Bajando en el coche por la Rabassada, puso la radio. Sonaba un bolero de los clásicos: “Cuando tú te hayas ido, me envolverán las sombras”, cantaba Lucho Gatica. “Pues, no va a ser así, Daniel. No quiero sombras de ninguna clase en torno a mí… Y lo siento por ti, Esteban”, murmuró.
Se detuvo en una gasolinera y se dispuso a llenar el depósito.
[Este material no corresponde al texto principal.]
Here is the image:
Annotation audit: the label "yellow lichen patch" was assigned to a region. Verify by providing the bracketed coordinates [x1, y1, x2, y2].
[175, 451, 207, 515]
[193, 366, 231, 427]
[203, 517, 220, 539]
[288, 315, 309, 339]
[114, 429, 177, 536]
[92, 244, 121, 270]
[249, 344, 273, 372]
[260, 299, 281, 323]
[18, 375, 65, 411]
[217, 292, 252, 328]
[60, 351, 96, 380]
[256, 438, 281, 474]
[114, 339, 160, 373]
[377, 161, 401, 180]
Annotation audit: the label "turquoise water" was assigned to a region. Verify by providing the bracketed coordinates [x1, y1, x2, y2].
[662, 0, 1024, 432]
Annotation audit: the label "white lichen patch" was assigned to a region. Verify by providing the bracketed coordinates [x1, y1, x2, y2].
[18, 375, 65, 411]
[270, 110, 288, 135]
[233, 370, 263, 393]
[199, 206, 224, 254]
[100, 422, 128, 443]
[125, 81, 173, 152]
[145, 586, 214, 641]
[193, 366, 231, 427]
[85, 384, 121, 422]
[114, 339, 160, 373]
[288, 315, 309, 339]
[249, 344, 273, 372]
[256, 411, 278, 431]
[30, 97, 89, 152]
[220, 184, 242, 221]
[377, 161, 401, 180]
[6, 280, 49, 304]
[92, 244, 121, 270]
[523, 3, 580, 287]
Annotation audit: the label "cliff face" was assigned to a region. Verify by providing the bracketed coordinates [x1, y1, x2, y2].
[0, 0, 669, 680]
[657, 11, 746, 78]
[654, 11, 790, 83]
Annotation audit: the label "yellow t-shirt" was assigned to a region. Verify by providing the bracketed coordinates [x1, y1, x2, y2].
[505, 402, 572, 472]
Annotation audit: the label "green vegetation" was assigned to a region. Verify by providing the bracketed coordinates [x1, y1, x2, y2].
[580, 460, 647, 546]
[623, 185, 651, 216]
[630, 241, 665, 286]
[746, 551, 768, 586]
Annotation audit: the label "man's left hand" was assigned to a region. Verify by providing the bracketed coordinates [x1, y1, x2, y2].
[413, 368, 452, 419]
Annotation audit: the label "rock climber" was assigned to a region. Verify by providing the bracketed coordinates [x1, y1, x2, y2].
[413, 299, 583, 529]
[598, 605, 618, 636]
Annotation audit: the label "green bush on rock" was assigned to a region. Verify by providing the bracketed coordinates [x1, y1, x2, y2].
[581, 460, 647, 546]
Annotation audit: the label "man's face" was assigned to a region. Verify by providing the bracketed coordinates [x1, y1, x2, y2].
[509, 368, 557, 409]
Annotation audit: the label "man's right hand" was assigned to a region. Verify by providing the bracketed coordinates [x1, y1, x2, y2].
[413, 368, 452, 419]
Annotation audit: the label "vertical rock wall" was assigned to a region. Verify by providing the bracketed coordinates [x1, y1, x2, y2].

Cuando ya lo estaba haciendo, por efecto de un ligero remolino de aire se le alborotó un poco la caída dócil y holgada de la falda, y desde el otro lado del surtidor, un hombre maduro –quizá ya a media cincuentena, pero que aún rezumaba vitalidad–, con una expresión elegantemente insinuadora, se la miró como a una chica. O al menos eso es lo que a ella le pareció.
231- Cuestión de fidelidad. Por Amaturi,Enviar a un amigo Imprimir
Todos merecemos, como dice la protagonista, una oportunidad para saltarnos las reglas. Más aun en esa edad maravillosamente indefinida de una mujer.
Mucha suerte.
Buen relato contado co elegancia, sin estridentismos. felicidades amaturi
Un relato aceptable, simplemente…
Suerte.
He disfrutado con tu cuento. Por el conjunto en total: el tema, el inicio y el final, el tratamiento del nudo, sobrio y táctil, la limpieza de una prosa trabada con lupa y mucho mimo, las pocas pero atinadas imágenes, la manera de presentar a una protagonista singular, con sus dosis de iniciativa y coraje, con tantos avatares rondando por su conciencia.
La redacción es, como poco, casi perfecta, si no lo es del todo. Llama la atención el lenguaje, rico y que se ajusta como una piel al esqueleto de sucesos que se cuentan.
Y matrícula de honor para la estructura; comenzando por el hecho más llamativo y aprovechando la vuelta a atrás para ir dosificando la información que permite construir sin bloqueos ni carencias el álbum de pensamientos del personaje.
Incluso el remate, con la sugestiva escena de la gasolinera, encierra un sentido de la fabulación excelente.
Muchas felicidades.
Una historia muy humana que pone en solfa determinados convencionalismos. Enhorabuena.
En el siglo XIX se decía que una mujer no lo era del todo hasta enviudar, pues hasta entonces dependía, primero de un padre y luego, de un marido, como si de una menor se tratase. Así pues ese estado les permitía, ¡por fin! desarrollar su personalidad y actuar con criterios propios. La protagonista de tu relato es actual, pero sigue lastrada por eso que tan bien calificas: «estética social», frase que me ha encantado. Por eso, ese guiño final de pura liberación me ha parecido un acierto pleno que me ha hecho disfrutar, más si cabe, del conjunto del relato; relato que, por lo demás, está muy bien escrito (como ya te han dicho).
Así que es probable que tengas suerte en el concurso.
Te dejo mi voto. También me gustaría conocer tu opinión sobre mi cuento, el 181 (en caso de que no lo hubieras leído todavía).
Un saludo.
100% de acuerdo con Luc.
Naranjitas para ti y tu tremenda prosa. Felicitaciones Amaturi.